‘Tens of billions extra’ for Aussie infra

The federal government has agreed to hand the states 15% of the value of asset sales if they agree to re-invest it in new infrastructure.

Australian federal government Treasurer Joe Hockey has announced a new scheme designed to get the country’s pipeline of infrastructure projects flowing.

The scheme involves the creation of an “asset recycling pool” whereby states will be handed 15 percent of the value of any asset sales if they agree to use the proceeds to invest in new infrastructure.

Hockey hailed the move as an “historic agreement” that would create tens of billions of new infrastructure across the country. “We need to fill an infrastructure hole in the economy and we need to do it fast,” he said.

The money will only be available until June 30 2016 to encourage state governments to act quickly – although money will be paid out over a five-year period in line with the expectation that some asset sales will take as long as that to come to fruition.
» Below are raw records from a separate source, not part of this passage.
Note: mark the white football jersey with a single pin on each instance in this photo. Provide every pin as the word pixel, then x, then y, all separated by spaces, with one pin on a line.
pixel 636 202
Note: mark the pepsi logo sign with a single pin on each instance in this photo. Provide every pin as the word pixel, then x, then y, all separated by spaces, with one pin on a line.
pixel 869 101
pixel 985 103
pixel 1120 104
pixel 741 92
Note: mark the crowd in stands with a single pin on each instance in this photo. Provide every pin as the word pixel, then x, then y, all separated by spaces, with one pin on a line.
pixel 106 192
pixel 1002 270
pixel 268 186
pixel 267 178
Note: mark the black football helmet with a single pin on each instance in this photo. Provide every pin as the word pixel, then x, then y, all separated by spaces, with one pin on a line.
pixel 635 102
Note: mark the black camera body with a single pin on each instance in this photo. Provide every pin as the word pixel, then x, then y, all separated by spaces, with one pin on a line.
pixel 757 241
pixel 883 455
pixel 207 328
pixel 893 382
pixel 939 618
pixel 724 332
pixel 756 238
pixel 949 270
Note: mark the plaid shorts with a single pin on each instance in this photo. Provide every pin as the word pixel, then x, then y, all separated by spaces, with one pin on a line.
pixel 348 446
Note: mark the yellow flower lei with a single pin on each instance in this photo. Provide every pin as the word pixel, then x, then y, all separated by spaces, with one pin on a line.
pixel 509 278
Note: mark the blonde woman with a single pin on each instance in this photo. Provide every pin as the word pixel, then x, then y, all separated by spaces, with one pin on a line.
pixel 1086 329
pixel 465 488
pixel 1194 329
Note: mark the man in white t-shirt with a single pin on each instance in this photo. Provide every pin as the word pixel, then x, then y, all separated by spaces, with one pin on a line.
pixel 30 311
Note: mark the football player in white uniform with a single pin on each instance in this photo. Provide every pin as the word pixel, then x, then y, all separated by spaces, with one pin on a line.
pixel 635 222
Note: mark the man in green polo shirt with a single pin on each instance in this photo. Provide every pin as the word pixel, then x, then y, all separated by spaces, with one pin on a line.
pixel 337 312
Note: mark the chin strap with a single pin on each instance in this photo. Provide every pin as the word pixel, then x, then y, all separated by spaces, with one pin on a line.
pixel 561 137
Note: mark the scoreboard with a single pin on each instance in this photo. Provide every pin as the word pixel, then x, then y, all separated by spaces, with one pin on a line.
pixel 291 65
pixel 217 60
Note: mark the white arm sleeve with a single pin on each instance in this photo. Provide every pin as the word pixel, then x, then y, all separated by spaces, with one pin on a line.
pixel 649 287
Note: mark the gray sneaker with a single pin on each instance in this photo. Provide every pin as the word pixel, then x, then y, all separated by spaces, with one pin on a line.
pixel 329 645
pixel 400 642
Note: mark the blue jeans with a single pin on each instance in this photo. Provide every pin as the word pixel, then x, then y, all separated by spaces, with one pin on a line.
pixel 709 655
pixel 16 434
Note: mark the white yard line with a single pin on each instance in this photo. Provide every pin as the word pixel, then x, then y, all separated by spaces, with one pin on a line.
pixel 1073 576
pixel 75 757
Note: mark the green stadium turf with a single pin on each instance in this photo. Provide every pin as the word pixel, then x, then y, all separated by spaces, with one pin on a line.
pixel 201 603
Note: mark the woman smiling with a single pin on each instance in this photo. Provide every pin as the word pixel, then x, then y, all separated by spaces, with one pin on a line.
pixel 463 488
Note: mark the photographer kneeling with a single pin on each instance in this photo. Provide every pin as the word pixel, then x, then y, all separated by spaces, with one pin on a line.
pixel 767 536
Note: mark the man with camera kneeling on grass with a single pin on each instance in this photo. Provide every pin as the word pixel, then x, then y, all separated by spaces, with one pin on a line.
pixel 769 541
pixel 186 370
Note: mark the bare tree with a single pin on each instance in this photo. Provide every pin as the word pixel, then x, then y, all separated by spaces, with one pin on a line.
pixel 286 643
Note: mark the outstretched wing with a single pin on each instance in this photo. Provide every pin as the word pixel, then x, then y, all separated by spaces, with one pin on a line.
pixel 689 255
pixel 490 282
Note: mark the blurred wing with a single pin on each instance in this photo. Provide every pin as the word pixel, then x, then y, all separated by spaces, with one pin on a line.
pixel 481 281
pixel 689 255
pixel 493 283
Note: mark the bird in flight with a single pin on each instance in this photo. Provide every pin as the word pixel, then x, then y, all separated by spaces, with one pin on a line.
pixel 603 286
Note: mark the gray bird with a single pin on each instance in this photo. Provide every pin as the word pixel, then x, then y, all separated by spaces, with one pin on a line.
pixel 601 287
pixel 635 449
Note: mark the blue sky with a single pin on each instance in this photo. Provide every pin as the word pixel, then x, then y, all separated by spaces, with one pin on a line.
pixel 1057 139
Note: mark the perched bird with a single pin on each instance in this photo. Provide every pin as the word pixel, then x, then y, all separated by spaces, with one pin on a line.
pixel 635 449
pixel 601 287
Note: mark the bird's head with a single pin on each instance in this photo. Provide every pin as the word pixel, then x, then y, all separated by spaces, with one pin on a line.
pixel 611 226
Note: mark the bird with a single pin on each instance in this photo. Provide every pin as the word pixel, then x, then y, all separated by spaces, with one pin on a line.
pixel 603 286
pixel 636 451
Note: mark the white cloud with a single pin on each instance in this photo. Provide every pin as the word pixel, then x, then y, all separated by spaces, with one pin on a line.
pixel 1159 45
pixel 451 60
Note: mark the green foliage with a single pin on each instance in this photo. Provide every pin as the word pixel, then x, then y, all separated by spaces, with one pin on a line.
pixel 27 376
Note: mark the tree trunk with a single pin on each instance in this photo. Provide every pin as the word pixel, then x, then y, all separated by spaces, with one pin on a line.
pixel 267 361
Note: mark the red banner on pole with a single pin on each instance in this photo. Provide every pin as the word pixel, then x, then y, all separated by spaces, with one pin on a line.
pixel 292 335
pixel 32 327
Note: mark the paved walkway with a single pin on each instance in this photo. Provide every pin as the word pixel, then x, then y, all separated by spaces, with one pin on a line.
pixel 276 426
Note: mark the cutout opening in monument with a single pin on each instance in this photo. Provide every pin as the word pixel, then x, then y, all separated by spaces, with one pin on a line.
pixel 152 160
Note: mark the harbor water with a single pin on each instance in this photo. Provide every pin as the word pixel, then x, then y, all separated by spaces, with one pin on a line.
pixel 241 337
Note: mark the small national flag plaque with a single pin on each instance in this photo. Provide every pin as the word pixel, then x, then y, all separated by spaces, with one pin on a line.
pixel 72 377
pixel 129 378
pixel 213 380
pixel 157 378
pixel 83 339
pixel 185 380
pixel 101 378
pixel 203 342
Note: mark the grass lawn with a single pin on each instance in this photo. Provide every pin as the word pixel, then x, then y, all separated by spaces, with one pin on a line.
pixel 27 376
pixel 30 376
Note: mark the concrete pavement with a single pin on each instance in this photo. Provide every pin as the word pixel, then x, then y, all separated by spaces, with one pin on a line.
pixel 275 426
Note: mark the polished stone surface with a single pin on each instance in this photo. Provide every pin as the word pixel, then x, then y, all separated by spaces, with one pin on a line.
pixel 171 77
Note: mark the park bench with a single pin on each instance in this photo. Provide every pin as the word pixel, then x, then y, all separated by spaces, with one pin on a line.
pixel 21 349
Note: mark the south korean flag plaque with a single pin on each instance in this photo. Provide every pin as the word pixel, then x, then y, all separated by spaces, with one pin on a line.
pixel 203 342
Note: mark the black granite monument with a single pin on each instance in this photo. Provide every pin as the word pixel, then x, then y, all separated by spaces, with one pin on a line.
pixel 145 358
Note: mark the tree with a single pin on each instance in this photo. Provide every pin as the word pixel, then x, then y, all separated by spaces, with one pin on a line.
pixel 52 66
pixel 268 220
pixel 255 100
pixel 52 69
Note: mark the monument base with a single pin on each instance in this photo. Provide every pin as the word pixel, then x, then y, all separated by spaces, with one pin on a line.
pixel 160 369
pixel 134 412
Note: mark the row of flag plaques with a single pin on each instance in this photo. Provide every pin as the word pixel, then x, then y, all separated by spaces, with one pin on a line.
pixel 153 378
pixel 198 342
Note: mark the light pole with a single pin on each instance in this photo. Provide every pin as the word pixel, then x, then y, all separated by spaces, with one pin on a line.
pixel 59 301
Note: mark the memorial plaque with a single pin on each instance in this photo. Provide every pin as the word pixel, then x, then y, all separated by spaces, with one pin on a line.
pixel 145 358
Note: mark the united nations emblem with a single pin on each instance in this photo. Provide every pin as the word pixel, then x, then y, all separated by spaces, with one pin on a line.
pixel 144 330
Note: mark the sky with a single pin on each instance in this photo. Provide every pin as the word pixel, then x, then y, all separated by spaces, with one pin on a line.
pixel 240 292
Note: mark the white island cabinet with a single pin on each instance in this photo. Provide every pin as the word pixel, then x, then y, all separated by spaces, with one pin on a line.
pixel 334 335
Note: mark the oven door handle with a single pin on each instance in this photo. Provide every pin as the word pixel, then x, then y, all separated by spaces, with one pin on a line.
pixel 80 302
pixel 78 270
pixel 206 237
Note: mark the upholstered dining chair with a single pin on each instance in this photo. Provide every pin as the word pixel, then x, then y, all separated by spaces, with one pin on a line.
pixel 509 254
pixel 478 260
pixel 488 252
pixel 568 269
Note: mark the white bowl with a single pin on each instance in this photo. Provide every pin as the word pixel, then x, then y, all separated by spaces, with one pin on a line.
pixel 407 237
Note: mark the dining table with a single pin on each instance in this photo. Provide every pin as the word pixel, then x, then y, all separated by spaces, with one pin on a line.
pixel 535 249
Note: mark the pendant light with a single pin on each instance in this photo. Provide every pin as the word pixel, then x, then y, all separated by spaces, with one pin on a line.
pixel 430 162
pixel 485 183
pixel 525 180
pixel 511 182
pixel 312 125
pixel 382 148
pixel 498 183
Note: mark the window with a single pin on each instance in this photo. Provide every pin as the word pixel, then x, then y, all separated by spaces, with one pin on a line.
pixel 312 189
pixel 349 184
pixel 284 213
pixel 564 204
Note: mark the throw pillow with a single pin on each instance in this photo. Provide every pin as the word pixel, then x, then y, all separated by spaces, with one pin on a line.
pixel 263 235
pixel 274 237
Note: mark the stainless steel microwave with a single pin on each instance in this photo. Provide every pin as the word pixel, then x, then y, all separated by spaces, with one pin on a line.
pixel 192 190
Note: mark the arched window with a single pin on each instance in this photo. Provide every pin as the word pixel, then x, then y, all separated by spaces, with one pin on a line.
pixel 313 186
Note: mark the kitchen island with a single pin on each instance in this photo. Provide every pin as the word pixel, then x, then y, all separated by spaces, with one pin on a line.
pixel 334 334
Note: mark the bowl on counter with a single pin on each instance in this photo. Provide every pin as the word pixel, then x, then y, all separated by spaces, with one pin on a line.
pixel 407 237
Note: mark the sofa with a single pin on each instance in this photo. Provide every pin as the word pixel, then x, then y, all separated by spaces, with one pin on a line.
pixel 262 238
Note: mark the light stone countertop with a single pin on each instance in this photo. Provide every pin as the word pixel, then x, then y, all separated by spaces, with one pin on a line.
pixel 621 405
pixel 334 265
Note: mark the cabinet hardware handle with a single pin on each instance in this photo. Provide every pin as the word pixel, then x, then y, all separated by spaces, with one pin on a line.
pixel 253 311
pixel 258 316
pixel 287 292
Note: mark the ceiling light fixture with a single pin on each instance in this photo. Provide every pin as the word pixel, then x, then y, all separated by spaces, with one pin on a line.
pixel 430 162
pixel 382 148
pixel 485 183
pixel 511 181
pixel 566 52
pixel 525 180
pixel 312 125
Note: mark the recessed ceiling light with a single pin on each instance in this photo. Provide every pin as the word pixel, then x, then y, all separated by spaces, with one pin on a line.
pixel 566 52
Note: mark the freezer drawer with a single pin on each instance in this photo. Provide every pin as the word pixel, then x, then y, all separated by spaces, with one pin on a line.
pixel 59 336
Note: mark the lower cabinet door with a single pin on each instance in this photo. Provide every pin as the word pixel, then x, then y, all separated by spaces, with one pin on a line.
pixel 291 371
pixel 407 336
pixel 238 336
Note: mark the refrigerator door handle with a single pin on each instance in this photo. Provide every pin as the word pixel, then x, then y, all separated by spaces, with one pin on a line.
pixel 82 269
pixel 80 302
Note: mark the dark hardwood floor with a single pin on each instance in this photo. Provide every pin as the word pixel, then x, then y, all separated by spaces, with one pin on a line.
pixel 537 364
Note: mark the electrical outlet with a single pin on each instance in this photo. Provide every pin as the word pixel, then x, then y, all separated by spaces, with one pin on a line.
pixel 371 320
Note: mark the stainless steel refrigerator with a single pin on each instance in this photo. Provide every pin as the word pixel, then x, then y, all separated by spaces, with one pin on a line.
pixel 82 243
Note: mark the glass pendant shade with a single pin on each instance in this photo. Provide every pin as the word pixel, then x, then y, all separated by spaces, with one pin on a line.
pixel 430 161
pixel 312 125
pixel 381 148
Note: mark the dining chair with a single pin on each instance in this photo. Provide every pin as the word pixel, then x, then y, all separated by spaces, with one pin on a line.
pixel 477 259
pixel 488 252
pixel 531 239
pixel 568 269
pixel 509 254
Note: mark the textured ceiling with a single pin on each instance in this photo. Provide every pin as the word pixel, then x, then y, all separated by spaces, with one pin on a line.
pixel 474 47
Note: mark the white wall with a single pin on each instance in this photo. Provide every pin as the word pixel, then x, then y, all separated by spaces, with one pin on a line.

“This is a big step in the right direction, because it offers an opportunity to break the funding impasse and move beyond announcements and into actual project delivery,” said Brendan Lyon, chief executive of Infrastructure Partnerships Australia, in a statement issued by the Sydney-based lobbying body.

However, the move also caused some controversy – particularly among states which have already sold off most of their sellable assets and hence stand to benefit little if at all.

“We would certainly prefer that there had been some recognition that Victoria, and other states including South Australia, have done a lot of the heavy lifting when it comes to economic reform and asset recycling,” Victoria Treasurer Michael O’Brien told the Sydney Morning Herald.